AG: The other thing, in answer to your question, what else had I been doing at the time, I had just been in the middle of a broken up love affair with Neal Cassady which had come to an end at the moment, I thought, and so I was desolate and so combining the end of the love affair and the visionary experience, a song, called “A Western Ballad”.  These are all poems written in the Summer of 1948.

[Allen begins singing, accompanied by his harmonium]

When I died, love, when I died/ my heart was broken in your care;/I never suffered love so fair/ as now I suffer and abide/ when I died, love, when I died./    When I died, love, when I died/ I wearied in an endless maze/that men have walked for centuries,/ as endless as the gate was wide/ when I died, love, when I died./   When I died, love, when I died/there was a war in the upper air:/all that happens, happens there;/there was an angel at my side/when I died, love, when I died,/  when I died, love, when I died,/when I died, love, when I died.”

That was influenced a lot by Blake.  “I wearied in an endless maze/that men have walked for centuries,” which was a paraphrase of I guess one of the Blake poems, I forget which, I think “The Voice of the Ancient Bard”.  “They stumble all night over bones of the dead;/…/And wish to lead others when they should be led.”

 

AG: What time is it now?
Student(s):  Twenty after two.
AG:  Okay, we have a few minutes.
Anne Waldman:  No, we’re supposed to go to three-thirty
AG:  Hmmm.
Anne Waldman:  Three-thirty.
AG:  Okay.  Well, then we’ve got time.    Now, same time, I was….

 

Student:  Allen?

AG:  Yeah?

Student:  Was that music part of the poem from the very beginning?

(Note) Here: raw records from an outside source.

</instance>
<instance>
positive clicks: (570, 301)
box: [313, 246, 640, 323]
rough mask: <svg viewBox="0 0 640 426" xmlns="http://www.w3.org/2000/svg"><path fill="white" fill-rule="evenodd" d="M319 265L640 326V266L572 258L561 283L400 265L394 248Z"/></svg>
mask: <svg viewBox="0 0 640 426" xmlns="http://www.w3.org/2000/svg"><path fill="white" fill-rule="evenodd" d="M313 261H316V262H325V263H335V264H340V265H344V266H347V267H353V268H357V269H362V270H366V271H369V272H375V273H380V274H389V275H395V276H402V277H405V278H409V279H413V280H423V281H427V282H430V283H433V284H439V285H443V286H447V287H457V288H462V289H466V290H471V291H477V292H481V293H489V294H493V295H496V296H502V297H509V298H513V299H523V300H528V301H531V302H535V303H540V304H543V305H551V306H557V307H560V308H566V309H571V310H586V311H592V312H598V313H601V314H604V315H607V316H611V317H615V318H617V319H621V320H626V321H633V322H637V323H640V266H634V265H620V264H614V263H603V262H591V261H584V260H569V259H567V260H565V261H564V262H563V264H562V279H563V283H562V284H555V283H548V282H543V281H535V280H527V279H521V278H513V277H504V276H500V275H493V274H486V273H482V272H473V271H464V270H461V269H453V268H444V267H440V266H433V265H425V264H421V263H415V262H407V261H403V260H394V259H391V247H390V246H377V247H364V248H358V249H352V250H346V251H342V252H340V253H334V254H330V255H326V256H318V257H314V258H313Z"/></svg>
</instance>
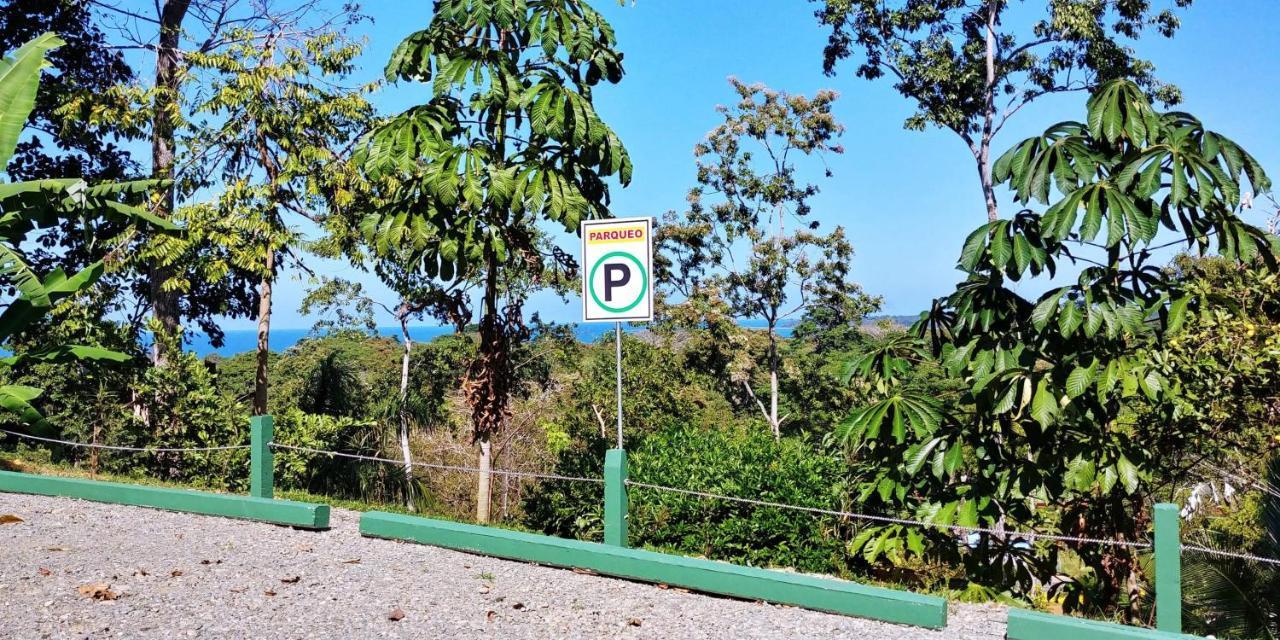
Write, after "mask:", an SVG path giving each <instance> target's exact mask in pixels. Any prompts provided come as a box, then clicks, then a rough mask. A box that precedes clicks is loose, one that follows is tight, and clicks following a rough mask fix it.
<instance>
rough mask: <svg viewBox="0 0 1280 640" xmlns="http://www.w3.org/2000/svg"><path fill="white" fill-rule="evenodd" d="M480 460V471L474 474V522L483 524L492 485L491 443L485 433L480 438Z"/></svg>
mask: <svg viewBox="0 0 1280 640" xmlns="http://www.w3.org/2000/svg"><path fill="white" fill-rule="evenodd" d="M479 444H480V460H479V465H477V466H479V467H480V472H479V474H476V522H480V524H485V522H489V497H490V493H492V486H493V477H492V470H493V445H492V444H490V443H489V436H488V435H485V436H483V438H481V439H480V442H479Z"/></svg>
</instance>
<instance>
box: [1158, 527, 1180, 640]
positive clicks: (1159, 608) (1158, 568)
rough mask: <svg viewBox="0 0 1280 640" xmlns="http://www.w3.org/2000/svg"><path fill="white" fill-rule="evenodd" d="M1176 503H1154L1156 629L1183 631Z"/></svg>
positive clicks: (1179, 549)
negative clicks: (1154, 532)
mask: <svg viewBox="0 0 1280 640" xmlns="http://www.w3.org/2000/svg"><path fill="white" fill-rule="evenodd" d="M1178 511H1179V509H1178V506H1176V504H1169V503H1161V504H1156V548H1155V550H1156V628H1157V630H1160V631H1167V632H1170V634H1181V632H1183V543H1181V536H1180V534H1179V531H1178V527H1179V525H1180V517H1181V516H1180V515H1179V512H1178Z"/></svg>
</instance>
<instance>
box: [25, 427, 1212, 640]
mask: <svg viewBox="0 0 1280 640" xmlns="http://www.w3.org/2000/svg"><path fill="white" fill-rule="evenodd" d="M250 429H251V438H250V440H251V447H250V495H247V497H246V495H230V494H218V493H206V492H193V490H183V489H165V488H155V486H141V485H129V484H119V483H105V481H97V480H82V479H70V477H56V476H40V475H31V474H17V472H12V471H0V492H12V493H29V494H41V495H60V497H68V498H81V499H86V500H96V502H109V503H116V504H132V506H137V507H151V508H159V509H168V511H182V512H189V513H202V515H209V516H223V517H233V518H243V520H255V521H262V522H271V524H276V525H288V526H296V527H303V529H328V527H329V506H328V504H310V503H302V502H292V500H278V499H274V494H275V490H274V479H275V474H274V466H275V461H274V457H273V453H271V442H273V439H274V424H273V420H271V416H255V417H253V419H252V421H251V425H250ZM626 485H627V454H626V452H625V451H622V449H609V451H608V452H607V453H605V458H604V544H596V543H585V541H580V540H564V539H559V538H550V536H544V535H535V534H525V532H517V531H508V530H502V529H493V527H484V526H475V525H462V524H457V522H445V521H439V520H430V518H420V517H411V516H397V515H392V513H381V512H370V513H365V516H364V517H361V520H360V531H361V534H364V535H369V536H375V538H390V539H399V540H412V541H419V543H424V544H431V545H436V547H445V548H449V549H458V550H466V552H472V553H481V554H486V556H494V557H499V558H508V559H517V561H525V562H538V563H544V564H554V566H562V567H576V568H586V570H593V571H596V572H600V573H604V575H611V576H620V577H627V579H632V580H644V581H650V582H664V584H669V585H676V586H682V588H687V589H696V590H700V591H708V593H714V594H723V595H731V596H737V598H749V599H758V600H767V602H774V603H782V604H792V605H796V607H805V608H810V609H818V611H828V612H835V613H845V614H850V616H859V617H867V618H874V620H882V621H887V622H899V623H904V625H916V626H923V627H931V628H941V627H943V626H946V617H947V608H946V602H945V600H942V599H941V598H934V596H927V595H916V594H910V593H904V591H895V590H888V589H879V588H872V586H865V585H859V584H856V582H849V581H844V580H835V579H823V577H813V576H804V575H799V573H790V572H782V571H769V570H762V568H754V567H740V566H735V564H728V563H724V562H714V561H707V559H700V558H689V557H682V556H673V554H664V553H654V552H648V550H640V549H628V548H627V541H628V535H627V511H628V499H627V488H626ZM1155 527H1156V535H1155V545H1153V547H1155V549H1153V552H1155V566H1156V580H1155V590H1156V626H1157V630H1147V628H1139V627H1129V626H1123V625H1112V623H1105V622H1093V621H1085V620H1080V618H1071V617H1065V616H1051V614H1044V613H1034V612H1027V611H1021V609H1014V611H1011V612H1010V616H1009V635H1007V637H1009V639H1010V640H1093V639H1097V640H1110V639H1140V637H1146V639H1152V640H1161V639H1174V637H1194V636H1185V635H1181V614H1183V612H1181V540H1180V532H1179V509H1178V507H1176V506H1175V504H1157V506H1156V509H1155Z"/></svg>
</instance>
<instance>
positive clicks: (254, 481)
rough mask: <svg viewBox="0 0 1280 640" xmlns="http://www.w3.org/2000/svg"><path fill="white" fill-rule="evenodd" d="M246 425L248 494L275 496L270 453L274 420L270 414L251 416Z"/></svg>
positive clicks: (272, 464)
mask: <svg viewBox="0 0 1280 640" xmlns="http://www.w3.org/2000/svg"><path fill="white" fill-rule="evenodd" d="M248 425H250V452H248V460H250V462H248V475H250V477H248V494H250V495H252V497H255V498H275V488H274V485H275V460H274V457H273V454H271V439H273V438H274V435H275V421H274V420H273V419H271V416H253V417H251V419H250V421H248Z"/></svg>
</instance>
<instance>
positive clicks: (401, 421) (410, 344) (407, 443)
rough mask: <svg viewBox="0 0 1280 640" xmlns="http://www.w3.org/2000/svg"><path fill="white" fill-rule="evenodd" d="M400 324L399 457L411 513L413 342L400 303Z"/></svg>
mask: <svg viewBox="0 0 1280 640" xmlns="http://www.w3.org/2000/svg"><path fill="white" fill-rule="evenodd" d="M396 315H397V316H399V323H401V342H402V343H403V344H404V352H403V353H402V355H401V396H399V440H401V456H402V457H403V458H404V503H406V507H408V508H410V511H413V453H412V452H411V451H410V447H408V365H410V356H411V353H412V352H413V340H412V339H411V338H410V335H408V315H410V308H408V303H406V302H402V303H401V307H399V310H397V314H396Z"/></svg>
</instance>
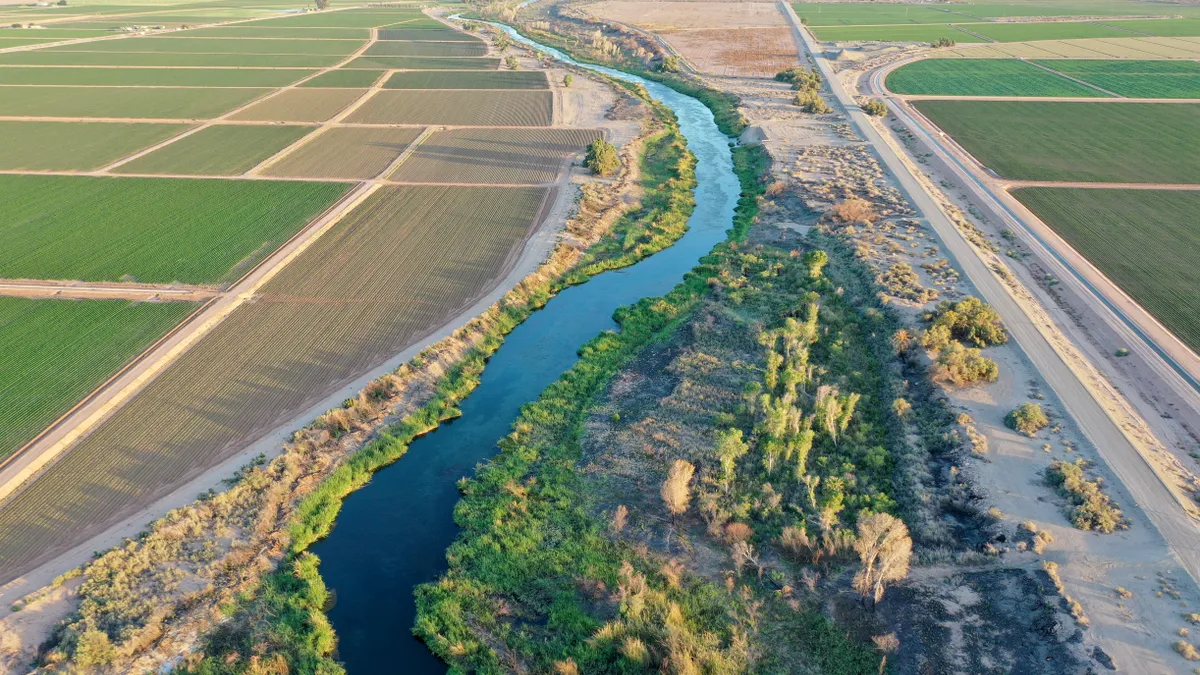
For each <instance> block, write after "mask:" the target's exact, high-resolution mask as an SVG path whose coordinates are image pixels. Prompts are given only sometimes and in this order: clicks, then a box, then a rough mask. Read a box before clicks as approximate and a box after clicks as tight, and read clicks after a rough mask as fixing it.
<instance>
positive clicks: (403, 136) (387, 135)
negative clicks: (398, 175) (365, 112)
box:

AG:  No, I put that in maybe twenty years later.  Actually I heard it, it was actually there, but at the time I didn’t have an instrument and I didn’t play music but it was sort of built into the rhythm of the poem; the exact notes probably not but duh-duh-dah-duh, duh-duh-dah.  Duh-duh-dah-duh, duh-duh-dah.  It was called originally “A Western Ballad” and I had the idea of I guess I don’t know what song.  [Allen begins singing] I ain’t got no use for the women/A true one can never be found/They’ll stick with a man when he’s winnin’/and laugh in his face when he’s down/My friend was an honest cowpuncher/honest and upright and true/and he’d still be a-ridin’ the ranges/if it weren’t for a gal named Lou/He fell in with evil companions/the kind that were better off dead/And I couldn’t help think of that woman/When I saw him on his death bed”.  or whatever.  That was the only western ballad I knew but I was singing that about the time.